Freeze simulation, add subdivision, add smoothing modifier, set collision to the underlying object, and it should look fine.
That's not what this thread is about Will, but thanks anyway : )
Given the topic is issues with pokethrough and dynamics, with some people who aren't very familiar with how this stuff works, having some guidance for how much pokethrough is enough to avoid seems extremely pertinent.
It's definitely something I did not know when first using dynamic clothing, and caused me a lot of headaches until I found out.
I can't remember if the Dynamic Preferences sub-tab is present in the free plugin, or only in the full one. There are a couple of tickboxes at the top of the tab, for Self Intersection and Face-Body Intersection. The second one is what might solve this problem, it allows collision using the sheet mesh faces instead of the mesh vertices. Doesn't always work the way you'd want, but when it does, it allows a much better drape over small sharply-curved meshes.
Note, though, that it doesn't help much with the usual problem of very different mesh densities; those will still cause pokethrough or fall-through.
@SpottedKitty: You're absolutely right that activating those intersection options changes the result of the draping, but it's not necessarily better than without them.
Here's the same drape as the last one, but this time with Face-Body and Self Intersection active.
In fact I first let it run only with Face-Body on, but it just kept bunching and waving until the Single Frame cycle ended (after about 12 minutes).
Then I decided to let it go for another spin, but now also with Self Intersection on.
Again it kept bubbling and crumpling until the very end (after about 15 minutes this time), it just never came to rest like it did without these options on.
Surprisingly the simulation doesn't seem to favor the denser all-quad version of the gearbox, to me it looks like the sparse triangulated mesh yielded the better drape this time.
Hmm, more new questions than answers so far.
The unsaid part of the equation, but implied in SpottedKitty's reply...it's not just the collision object vertex density...the drapable object counts too.

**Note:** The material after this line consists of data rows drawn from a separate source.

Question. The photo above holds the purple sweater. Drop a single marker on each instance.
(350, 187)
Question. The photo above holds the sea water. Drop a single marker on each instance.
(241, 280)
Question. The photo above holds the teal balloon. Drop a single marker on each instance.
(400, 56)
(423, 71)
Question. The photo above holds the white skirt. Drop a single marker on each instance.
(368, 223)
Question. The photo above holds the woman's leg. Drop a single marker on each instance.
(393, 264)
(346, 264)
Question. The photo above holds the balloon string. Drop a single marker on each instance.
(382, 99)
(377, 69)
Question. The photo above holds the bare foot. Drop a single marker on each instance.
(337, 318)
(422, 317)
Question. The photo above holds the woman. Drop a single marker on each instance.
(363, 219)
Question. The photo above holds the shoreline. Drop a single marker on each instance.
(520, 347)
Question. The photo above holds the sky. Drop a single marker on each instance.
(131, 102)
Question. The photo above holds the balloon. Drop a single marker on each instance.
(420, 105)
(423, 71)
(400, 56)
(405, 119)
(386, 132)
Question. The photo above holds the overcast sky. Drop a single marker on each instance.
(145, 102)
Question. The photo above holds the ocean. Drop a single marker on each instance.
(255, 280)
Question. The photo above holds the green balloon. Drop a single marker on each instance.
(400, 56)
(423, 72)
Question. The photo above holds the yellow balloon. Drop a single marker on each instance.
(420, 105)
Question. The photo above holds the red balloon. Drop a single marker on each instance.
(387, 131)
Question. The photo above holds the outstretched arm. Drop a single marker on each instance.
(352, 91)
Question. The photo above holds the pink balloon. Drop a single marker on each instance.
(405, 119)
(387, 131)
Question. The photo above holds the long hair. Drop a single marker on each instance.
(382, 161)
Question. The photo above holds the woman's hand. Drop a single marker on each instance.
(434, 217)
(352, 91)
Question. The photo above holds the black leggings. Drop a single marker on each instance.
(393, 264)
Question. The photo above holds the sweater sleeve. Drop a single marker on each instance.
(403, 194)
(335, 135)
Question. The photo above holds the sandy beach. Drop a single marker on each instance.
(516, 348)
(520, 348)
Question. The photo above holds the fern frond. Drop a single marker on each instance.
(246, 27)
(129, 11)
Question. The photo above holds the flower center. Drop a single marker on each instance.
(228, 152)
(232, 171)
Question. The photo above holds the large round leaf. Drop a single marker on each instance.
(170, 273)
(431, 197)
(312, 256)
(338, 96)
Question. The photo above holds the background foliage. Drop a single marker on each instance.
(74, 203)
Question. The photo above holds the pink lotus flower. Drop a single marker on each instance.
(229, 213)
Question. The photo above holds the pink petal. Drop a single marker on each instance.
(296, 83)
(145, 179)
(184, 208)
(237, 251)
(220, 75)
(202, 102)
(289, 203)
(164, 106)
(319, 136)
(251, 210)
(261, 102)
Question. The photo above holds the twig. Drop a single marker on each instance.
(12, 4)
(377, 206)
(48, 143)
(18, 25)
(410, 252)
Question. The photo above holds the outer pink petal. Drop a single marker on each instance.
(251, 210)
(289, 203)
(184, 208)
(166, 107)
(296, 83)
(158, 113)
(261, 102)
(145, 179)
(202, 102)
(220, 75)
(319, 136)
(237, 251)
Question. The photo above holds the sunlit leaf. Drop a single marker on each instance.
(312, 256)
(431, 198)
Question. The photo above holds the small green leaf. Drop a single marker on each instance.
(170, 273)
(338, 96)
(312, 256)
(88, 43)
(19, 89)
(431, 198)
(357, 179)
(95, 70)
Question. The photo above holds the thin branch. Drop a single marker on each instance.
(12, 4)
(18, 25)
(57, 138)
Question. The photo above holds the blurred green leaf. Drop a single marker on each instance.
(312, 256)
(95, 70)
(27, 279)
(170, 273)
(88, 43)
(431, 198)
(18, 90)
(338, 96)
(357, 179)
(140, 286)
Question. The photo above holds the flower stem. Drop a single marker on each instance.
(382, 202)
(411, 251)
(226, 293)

The closer the densities are the less likely that pokethrough/fallthrough will occur.
So a simple plane may need to go up to a few thousand faces to not have a poke through problem.
Quite likely so, however I mentioned above that I converted three 120x120 cm plane primitives with 100, 200, and 400 divisions each using the DynCreator script to see if cloth density would make a difference, but at least in this particular test it didn't.
In the gearbox test the dynamic sheet density was MUCH closer to the quad version of the gearbox, but the poke-throughs on each are not much different (to my surprise).